问题
I am new here, hope to help and be helped.
However, I am working on the new Microsoft Sql Server Management Studio (2016), using its new features that imply the integration with R. First of all, my goal is to create a stored procedure that perform a K-Means clustering with x and y column.
The problem is that I am stuck in the middle, because I am not able to decline the online documentation to my case.
Here the script
CREATE TABLE [dbo].[ModelTable]
(
column_name1 varchar(8000)
)
;
CREATE TABLE [dbo].[ResultTable]
(
column_name1 varchar(8000),
column_name2 varchar(8000),
column_name3 varchar(8000),
column_name4 varchar(8000)
)
;
CREATE PROCEDURE [dbo].[kmean]
AS
BEGIN
DECLARE @inquery nvarchar(max) = N'
select name,x,y FROM [dbtable]
'
-- then I decide to insert the model in a table: this is similar to the documentation, but I am not sure it fits well.
INSERT INTO [dbo].[ModelTable]
EXEC sp_execute_external_script @language = N'R',
@script = N'
## Here I create model: this is one of the biggest problem, because I tried to create a data frame with the data, but I do not know if here,
## in the R code, the data are read in this way.

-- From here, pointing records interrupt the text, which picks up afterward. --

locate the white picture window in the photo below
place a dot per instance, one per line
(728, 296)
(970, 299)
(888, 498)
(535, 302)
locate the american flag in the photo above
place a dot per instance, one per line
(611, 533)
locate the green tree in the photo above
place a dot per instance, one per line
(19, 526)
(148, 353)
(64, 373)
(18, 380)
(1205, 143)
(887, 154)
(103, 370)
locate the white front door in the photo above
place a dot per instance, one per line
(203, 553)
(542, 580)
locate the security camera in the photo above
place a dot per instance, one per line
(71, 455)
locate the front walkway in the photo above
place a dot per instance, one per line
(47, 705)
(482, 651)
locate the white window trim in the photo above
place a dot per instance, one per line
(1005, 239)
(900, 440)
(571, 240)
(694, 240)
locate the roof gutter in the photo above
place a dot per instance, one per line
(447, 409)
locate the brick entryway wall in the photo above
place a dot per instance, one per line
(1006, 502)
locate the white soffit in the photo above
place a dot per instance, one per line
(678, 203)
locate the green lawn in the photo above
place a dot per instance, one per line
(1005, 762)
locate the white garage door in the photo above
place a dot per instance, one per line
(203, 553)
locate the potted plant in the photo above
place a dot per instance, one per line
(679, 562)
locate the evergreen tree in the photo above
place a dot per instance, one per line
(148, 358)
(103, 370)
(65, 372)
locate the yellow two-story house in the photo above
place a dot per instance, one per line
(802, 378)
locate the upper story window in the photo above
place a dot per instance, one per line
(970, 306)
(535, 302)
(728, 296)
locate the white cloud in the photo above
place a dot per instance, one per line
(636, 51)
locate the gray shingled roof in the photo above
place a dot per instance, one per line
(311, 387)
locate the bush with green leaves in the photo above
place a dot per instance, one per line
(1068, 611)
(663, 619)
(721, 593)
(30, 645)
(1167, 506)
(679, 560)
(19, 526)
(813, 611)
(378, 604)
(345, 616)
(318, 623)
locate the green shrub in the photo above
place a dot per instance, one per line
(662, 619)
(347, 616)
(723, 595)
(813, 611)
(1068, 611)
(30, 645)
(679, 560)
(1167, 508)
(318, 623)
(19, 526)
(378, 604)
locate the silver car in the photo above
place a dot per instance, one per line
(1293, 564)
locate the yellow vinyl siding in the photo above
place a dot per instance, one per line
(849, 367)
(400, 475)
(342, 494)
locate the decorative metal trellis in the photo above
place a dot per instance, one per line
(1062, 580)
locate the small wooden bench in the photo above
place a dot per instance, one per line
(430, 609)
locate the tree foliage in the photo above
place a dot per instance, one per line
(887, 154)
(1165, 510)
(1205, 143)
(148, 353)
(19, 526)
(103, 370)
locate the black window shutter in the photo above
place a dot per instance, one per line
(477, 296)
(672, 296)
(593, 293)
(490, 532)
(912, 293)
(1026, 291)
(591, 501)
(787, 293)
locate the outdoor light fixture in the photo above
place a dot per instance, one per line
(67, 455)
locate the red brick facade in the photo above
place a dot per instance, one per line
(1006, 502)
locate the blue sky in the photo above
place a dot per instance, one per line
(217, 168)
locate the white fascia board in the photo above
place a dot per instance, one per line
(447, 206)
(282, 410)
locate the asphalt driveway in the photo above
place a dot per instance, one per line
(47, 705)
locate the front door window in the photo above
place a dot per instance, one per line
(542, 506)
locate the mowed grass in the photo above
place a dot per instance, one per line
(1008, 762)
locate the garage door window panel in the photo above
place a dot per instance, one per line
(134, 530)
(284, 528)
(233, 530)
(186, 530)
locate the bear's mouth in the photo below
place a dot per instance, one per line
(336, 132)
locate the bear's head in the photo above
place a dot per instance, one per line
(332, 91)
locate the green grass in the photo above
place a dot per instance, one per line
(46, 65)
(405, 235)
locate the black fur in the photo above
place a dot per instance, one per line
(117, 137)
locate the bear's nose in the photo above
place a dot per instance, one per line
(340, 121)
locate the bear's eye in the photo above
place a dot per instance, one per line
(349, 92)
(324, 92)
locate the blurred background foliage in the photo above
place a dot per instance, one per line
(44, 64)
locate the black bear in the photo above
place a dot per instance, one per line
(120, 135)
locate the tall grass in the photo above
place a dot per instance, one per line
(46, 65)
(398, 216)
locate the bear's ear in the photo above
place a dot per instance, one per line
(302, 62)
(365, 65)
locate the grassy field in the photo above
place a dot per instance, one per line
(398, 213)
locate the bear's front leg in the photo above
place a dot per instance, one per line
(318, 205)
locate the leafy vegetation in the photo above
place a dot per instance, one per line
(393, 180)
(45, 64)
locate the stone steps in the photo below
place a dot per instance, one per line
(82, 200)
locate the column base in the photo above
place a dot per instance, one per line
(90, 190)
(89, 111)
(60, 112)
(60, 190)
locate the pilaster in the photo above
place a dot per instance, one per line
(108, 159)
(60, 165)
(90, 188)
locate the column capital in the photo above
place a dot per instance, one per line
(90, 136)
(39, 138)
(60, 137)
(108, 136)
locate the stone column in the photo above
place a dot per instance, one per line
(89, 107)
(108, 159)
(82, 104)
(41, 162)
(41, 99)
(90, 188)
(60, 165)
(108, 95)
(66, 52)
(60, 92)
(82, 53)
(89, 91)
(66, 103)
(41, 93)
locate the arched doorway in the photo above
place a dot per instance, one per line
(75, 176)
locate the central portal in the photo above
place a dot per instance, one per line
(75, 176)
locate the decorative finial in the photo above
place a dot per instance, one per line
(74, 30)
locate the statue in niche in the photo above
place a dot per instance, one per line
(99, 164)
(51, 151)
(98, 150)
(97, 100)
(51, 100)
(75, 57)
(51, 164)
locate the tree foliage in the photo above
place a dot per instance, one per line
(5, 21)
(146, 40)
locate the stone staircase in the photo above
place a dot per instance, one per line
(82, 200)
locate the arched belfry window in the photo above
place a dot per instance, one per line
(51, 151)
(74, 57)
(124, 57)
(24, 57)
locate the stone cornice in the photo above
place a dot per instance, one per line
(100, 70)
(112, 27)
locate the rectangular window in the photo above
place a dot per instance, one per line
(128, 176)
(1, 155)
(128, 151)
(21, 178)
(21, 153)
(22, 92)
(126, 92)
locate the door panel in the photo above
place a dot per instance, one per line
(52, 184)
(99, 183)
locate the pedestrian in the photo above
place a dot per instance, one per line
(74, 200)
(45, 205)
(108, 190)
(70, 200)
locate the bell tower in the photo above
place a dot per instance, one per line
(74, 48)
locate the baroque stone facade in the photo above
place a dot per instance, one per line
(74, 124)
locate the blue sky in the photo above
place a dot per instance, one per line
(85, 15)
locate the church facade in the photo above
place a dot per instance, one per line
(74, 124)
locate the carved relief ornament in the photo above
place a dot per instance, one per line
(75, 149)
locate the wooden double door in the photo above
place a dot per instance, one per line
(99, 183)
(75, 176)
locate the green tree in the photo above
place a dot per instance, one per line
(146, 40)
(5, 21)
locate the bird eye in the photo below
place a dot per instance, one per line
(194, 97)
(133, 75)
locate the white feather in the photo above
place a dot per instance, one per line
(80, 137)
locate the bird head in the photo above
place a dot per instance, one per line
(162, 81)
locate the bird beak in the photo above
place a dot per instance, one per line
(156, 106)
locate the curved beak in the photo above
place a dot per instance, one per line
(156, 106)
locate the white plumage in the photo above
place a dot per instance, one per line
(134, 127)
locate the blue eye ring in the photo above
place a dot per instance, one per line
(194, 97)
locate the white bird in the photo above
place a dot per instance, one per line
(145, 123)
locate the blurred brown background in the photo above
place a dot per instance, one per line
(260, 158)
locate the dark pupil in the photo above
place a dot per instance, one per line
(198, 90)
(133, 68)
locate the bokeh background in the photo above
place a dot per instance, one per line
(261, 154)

Generally in "pure" R, I write data.frame(sourcedata$x,sourcedata$y), but here, where is source of data?
## In the documentation it is used ImputDataSet, so maybe I could do:
trained_model <- kmeans(data.frame(ImputDataSet$x,ImputDataSet$y),8)
-- If everything is ok (doubtfully) I should have the model. And here, the part that I really cannot handle.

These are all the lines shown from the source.